Nature and Nurture in a Language Model: Installable Value Fields, Intrinsic Capacity, and the Forward-Consolidation Boundary
Paper 30 · Pødenphant Lund, T. (2026) · Read on Zenodo
You can install a value field's function — what a model treats as threatening, or as mattering — into the weights by fine-tuning on experience-like data, and then watch it change what the model attends to. The two BFT value fields (Safety, Meaning) install this way as graded intrinsic directions; the two capacity fields (Ability, Effort) do not move by the same route. The field-installable language model becomes a controllable model organism for the field ontology, and the constructive dual of the subtraction programme that removes structure from the human case.
| DOI (concept) | 10.5281/zenodo.20732528 |
| Status | v1 live on Zenodo (2026-06-20) |
| Author | Tomas Pødenphant Lund [ORCID] |
TL;DR
Behavioural Friction Theory decomposes the forces over a bounded decision system into four cognitive fields: Safety, Meaning, Ability, and Effort. This paper asks whether those fields are intrinsic to a substrate or the generic product of that substrate's exposure to experience, and uses a large language model as a controllable test substrate to answer it.
The result is a 2+2 asymmetry that maps onto nature and nurture. The two value fields (Safety, Meaning) install into a base model by fine-tuning on experience-like data, as graded intrinsic directions rather than the ceiling-level role-play prompting elicits. The two capacity fields (Ability, Effort) are not raised by that same value-disposition route: capacity is the substrate's intrinsic capacity-against-demand match (the cross-substrate inverted-U), and a competence disposition fine-tune that carries no skill-targeted training yields only an expressive claim, not graded capability.
The bridge between the two halves is self-efficacy: an installed value-disposition gates how much of a fixed capacity ceiling is realised. Fine-tuning toward helplessness lowers realised performance monotonically with model capacity (Qwen2.5 7B/14B/32B: 0.95 → 0.77 → 0.29) while latent capability stays flat, and this gating is induced by fine-tuning where prompting cannot. A principal difference between this substrate and a human one, for growing the fields, is forward consolidation — the model cannot store experience forward across sessions — offered as a hypothesis with a named falsifier, alongside other standing differences (embodiment, online control, neuromodulation, evolved fast-timing priors).

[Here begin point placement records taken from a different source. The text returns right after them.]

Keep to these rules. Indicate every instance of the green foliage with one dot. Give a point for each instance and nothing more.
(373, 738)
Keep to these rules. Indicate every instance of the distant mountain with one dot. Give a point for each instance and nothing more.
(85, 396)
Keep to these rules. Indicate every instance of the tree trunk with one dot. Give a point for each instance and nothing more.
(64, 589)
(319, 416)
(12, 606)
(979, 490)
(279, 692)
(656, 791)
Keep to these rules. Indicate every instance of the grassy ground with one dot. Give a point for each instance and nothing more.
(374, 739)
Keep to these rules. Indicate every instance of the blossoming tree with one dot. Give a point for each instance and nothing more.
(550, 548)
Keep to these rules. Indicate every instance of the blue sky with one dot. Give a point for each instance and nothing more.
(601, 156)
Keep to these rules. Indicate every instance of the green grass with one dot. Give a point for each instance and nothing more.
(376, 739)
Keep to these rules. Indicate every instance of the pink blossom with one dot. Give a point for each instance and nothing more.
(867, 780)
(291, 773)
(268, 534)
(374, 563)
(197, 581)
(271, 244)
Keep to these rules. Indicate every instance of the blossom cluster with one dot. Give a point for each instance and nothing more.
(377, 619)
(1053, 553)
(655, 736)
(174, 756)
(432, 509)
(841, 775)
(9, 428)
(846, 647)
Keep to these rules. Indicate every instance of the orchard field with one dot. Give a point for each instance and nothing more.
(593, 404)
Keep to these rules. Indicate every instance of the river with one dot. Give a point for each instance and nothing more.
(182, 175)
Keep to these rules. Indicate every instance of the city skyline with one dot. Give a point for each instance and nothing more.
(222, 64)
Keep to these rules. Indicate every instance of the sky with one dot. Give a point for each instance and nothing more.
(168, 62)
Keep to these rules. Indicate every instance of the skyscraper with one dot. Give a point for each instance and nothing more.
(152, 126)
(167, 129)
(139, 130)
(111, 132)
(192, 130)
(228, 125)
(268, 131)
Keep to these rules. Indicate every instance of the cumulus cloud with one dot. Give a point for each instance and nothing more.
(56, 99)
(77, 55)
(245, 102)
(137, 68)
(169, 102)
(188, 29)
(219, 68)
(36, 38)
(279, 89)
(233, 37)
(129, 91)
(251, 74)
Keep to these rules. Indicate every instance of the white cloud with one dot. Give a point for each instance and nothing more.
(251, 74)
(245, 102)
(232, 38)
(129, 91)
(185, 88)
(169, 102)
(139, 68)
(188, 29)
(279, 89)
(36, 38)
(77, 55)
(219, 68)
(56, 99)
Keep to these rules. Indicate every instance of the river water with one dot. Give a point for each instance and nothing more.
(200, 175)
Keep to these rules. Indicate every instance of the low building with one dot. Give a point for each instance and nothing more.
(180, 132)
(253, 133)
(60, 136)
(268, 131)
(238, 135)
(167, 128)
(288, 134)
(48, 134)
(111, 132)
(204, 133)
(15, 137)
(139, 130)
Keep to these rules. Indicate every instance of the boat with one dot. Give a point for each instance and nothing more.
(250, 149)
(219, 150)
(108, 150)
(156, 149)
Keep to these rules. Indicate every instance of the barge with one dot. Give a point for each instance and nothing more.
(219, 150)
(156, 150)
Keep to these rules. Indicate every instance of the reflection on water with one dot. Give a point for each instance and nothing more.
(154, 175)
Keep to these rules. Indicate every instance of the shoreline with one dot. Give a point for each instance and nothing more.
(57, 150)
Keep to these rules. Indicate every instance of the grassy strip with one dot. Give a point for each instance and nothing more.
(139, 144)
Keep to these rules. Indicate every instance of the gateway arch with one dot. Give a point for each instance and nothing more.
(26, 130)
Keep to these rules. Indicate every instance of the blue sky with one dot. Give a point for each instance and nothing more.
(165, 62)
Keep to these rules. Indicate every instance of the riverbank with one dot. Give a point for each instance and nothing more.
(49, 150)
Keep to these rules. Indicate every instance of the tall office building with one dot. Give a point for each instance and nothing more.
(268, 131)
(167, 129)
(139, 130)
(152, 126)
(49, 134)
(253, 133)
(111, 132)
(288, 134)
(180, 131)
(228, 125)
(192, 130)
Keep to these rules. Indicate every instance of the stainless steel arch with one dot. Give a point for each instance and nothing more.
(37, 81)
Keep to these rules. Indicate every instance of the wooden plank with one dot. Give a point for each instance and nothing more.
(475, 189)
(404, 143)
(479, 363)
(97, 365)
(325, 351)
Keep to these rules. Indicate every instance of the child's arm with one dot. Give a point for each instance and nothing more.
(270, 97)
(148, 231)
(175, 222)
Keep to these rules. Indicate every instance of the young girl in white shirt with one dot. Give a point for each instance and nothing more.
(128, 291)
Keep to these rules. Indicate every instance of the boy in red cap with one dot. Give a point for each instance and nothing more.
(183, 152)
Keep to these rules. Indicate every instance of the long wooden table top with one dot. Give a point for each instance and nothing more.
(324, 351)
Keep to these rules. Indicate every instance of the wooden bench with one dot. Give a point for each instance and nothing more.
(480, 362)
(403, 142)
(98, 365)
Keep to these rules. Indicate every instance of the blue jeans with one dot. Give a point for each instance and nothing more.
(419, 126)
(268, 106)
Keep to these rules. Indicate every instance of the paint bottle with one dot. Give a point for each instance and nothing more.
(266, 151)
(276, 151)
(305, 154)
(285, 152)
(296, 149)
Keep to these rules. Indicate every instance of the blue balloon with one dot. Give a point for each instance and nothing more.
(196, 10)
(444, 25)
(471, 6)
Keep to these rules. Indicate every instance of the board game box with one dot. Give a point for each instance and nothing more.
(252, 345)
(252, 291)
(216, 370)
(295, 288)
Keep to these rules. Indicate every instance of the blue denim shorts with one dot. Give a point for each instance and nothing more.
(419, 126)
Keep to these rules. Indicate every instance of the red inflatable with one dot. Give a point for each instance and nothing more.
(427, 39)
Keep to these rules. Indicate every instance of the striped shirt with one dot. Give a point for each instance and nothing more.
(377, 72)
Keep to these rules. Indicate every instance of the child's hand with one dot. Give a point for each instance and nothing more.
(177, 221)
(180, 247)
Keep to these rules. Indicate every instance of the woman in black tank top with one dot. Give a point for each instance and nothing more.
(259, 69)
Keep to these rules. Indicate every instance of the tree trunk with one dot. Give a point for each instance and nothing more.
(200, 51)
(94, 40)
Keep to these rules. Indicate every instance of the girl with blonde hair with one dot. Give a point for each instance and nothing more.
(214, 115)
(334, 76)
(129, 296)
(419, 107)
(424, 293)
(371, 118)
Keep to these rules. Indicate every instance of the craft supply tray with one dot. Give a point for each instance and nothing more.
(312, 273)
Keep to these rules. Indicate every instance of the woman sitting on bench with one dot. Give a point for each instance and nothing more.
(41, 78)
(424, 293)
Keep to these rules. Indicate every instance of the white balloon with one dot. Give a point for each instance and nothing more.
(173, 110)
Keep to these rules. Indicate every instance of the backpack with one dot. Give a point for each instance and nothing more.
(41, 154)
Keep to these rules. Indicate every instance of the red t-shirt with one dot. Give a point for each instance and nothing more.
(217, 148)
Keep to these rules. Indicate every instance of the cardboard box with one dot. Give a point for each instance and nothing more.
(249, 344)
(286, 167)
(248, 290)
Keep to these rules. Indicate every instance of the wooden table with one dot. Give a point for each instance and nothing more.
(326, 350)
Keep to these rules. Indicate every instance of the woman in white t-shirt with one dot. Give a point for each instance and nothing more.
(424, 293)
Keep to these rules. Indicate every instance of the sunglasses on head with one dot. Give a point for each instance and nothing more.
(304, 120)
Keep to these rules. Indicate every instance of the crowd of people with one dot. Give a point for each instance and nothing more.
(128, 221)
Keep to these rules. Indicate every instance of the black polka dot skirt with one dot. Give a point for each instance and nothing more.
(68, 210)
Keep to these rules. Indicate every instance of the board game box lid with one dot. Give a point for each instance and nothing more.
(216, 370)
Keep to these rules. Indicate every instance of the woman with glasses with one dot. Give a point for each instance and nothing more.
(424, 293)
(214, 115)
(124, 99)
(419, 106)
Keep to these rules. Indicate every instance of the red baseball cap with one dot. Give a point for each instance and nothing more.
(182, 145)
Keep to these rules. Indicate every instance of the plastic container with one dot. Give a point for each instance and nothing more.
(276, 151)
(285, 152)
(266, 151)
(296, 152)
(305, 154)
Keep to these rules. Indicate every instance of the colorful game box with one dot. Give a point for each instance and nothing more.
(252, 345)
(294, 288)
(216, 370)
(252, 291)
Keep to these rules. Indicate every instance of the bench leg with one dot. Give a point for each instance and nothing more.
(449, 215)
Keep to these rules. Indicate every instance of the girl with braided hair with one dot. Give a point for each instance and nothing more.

The 2+2 structure: value fields vs capacity fields
A field is a standing bias over route competition: a gradient landscape over the substrate's representations that tilts which candidate continuation (route) wins. The four fields are not symmetric, and the asymmetry is the spine of the paper.
Value fields (Safety, Meaning) are dispositional and learned. What a system treats as threatening, and what it treats as mattering, vary with experience. Nothing in the architecture fixes them. This is the channel fine-tuning installs.
Capacity fields (Ability, Effort) are relational and intrinsic. Ability is not a quantity the system has but the relation between its actual capacity and the task's demand; its inverted-U is the signature of that matching computation, recurring across substrates and model sizes. Effort is the intrinsic cost of running the computation. Neither is a disposition that experience writes; they are read off the substrate, not installed into it.
So the 2+2 is the nature/nurture distinction stated precisely. Nurture = Safety + Meaning (installable value fields). Nature = Ability + Effort (the intrinsic capacity-against-demand match and the cost of computation). The install-fields programme is therefore exactly: install the two nurture fields; read off the two nature fields. This makes "can a value-disposition install raise a capacity ceiling?" a category error, like installing more memory by saying so — a strong, falsifiable prediction the persona-vector literature does not make.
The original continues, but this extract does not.